Matrix factorization methods have gained popularity in recent years [12] due to their good predictive accuracy. Techniques based on matrix factorization are effective because they allow the discovery of the latent features underlying the interactions between users and items. This idea can be mapped to the concept of making course grade predictions by observing students as users and their courses as items. The algorithm will be applied in order to predict the missing grades of students interested in a particular course, and afterwards to make personalized course recommendations based on the computed grade predictions.

As the name suggests, matrix factorization and its variation intends to find two low-dimensional matrices \(S_{DxN}\) and \(C_{DxM}\) that factor G, where G is the aforementioned student-course-grade matrix and D is a positive integer representing the number of latent features to be considered. In other words, the product of \(S^T\) and C should approximate G.

A convenient interpretation of the matrices S and C is to consider that each student and each course is mapped to a D dimensional latent feature space, and S and C have the corresponding feature vectors of the students and courses respectively. Having these vectors, a grade prediction for student i in the course j is just a dot product of their corresponding vectors, i.e.

$$\begin{aligned} \hat{g_{i,j}} = s_{i}^T c_{j} \end{aligned}$$
(1)

where \(\hat{g_{i,j}}\) is the predicted grade and \(s_{i}\), \(c_{j}\) are the \(i^{th}\) and \(j^{th}\) columns in S and C respectively.

To learn the factor vectors (\(s_{i}\), \(c_{j}\)), the algorithm strives to minimize the regularized squared error on the set of known grades:

$$\begin{aligned} \min {\sum _{(s, c) \in K} (\hat{g_{i,j}} - s_{i}^T c_{j})^2 + \lambda (||s_{i}||^2 + ||c_{j}||^2) } \end{aligned}$$
(2)

where K is the set of student-course (sc) pairs for which the grade is known from the training set and \(\lambda \) is a regularization term.

Alternating Least Squares (ALS). As described in the previous section, our goal is to minimize the loss function. Derivatives are an obvious method for minimizing functions in general, so several derivative-based methods have been developed. One of the most popular approaches is the Alternating Least Squares (ALS) algorithm [13].

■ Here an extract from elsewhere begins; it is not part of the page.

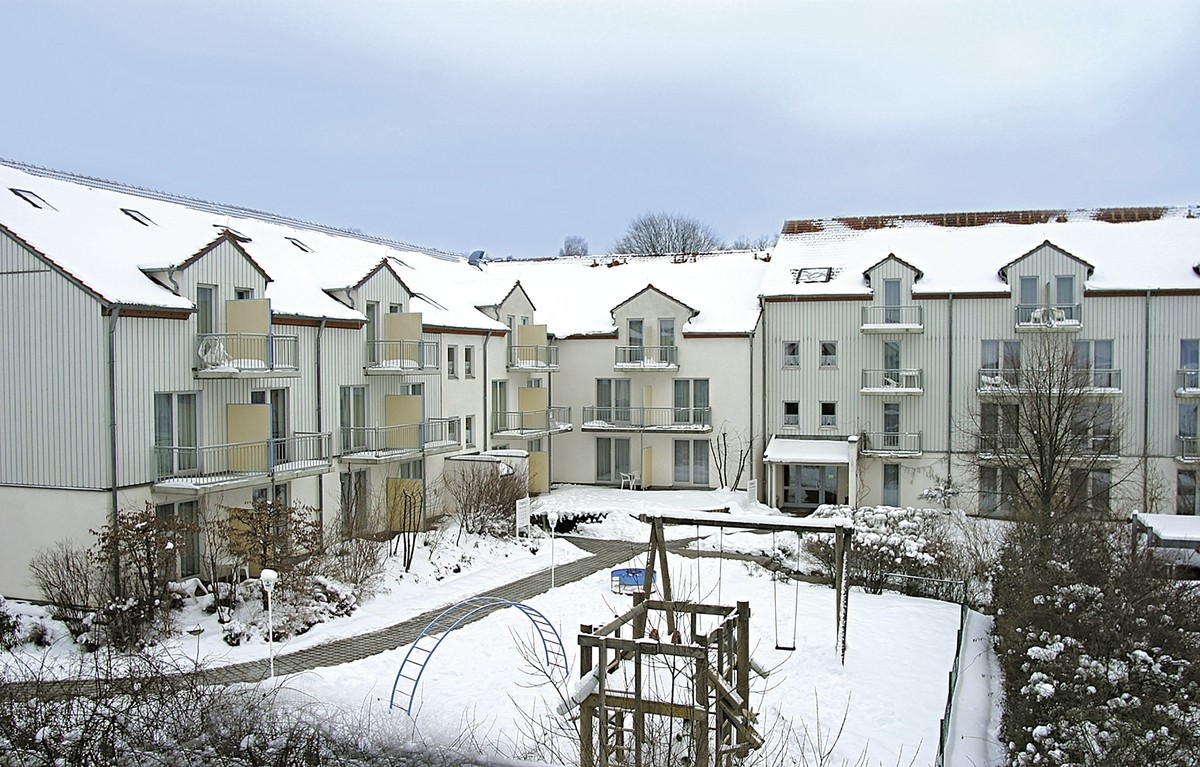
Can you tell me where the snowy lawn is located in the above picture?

ALS minimization starts with holding one set of latent vectors constant (for example, the student vectors), then taking the derivative of the loss function with respect to the other set of vectors (the course vectors), setting the derivative equal to zero and solving the resulting equation for the non-constant vectors. Afterwards, these new vectors are held constant and the derivative of the loss function with respect to the previously constant vectors is taken. The steps are repeated until convergence is achieved. This can be formulated mathematically as:

$$\begin{aligned} \frac{\partial L}{\partial x_{s}} = -2\sum _{i}(g_{s, c} - x_{s}^T \dot{y}_{c})y_{c}^T + 2\lambda _{x}x_{s}^T \end{aligned}$$
(3)
$$\begin{aligned} 0 = -(g_{s} - x_{s}^T Y^T)Y + \lambda _{x}x_{s}^T \end{aligned}$$
(4)
$$\begin{aligned} x_{s}^T(Y^T Y + \lambda _{x}I) = g_{s}Y \end{aligned}$$
(5)
$$\begin{aligned} x_{s}^T = g_{s}Y(Y^TY + \lambda _{x}I)^{-1} \end{aligned}$$
(6)

Here, the course items \(y_{c}\) are held constant and the derivative is taken with respect to the student vectors \(x_{s}\). The symbol Y refers to a matrix consisting of all student row vectors. The row vector \(g_{s}\) contains all course grades for student s taken from the grades matrix and \(g_{s,c}\) is the grade obtained by student s in course c. Finally, I represents the identity matrix.

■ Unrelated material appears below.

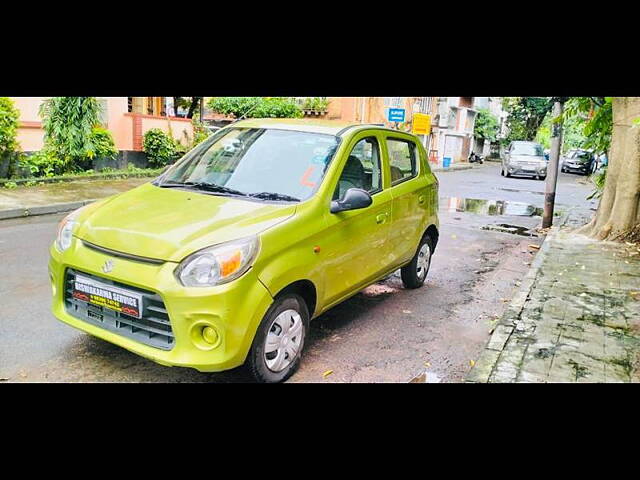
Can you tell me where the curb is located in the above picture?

Probabilistic Matrix Factorization (PMF). Minimization of the loss function described in (2) appears as a goal if we take the probabilistic way of approximating the grade matrix. One simple algorithm is the Probabilistic Matrix Factorization (PMF) [5] that outperforms many others, as we will see in the results’ section. PMF assumes normal distribution for the user and item latent features as priors, as well as for the result, such that the grade predicted in (1) is taken as the mean for the distribution.

An important note to take from this algorithm is that it scales linearly with the number of records, and therefore, it outperforms the other similar methods in execution time.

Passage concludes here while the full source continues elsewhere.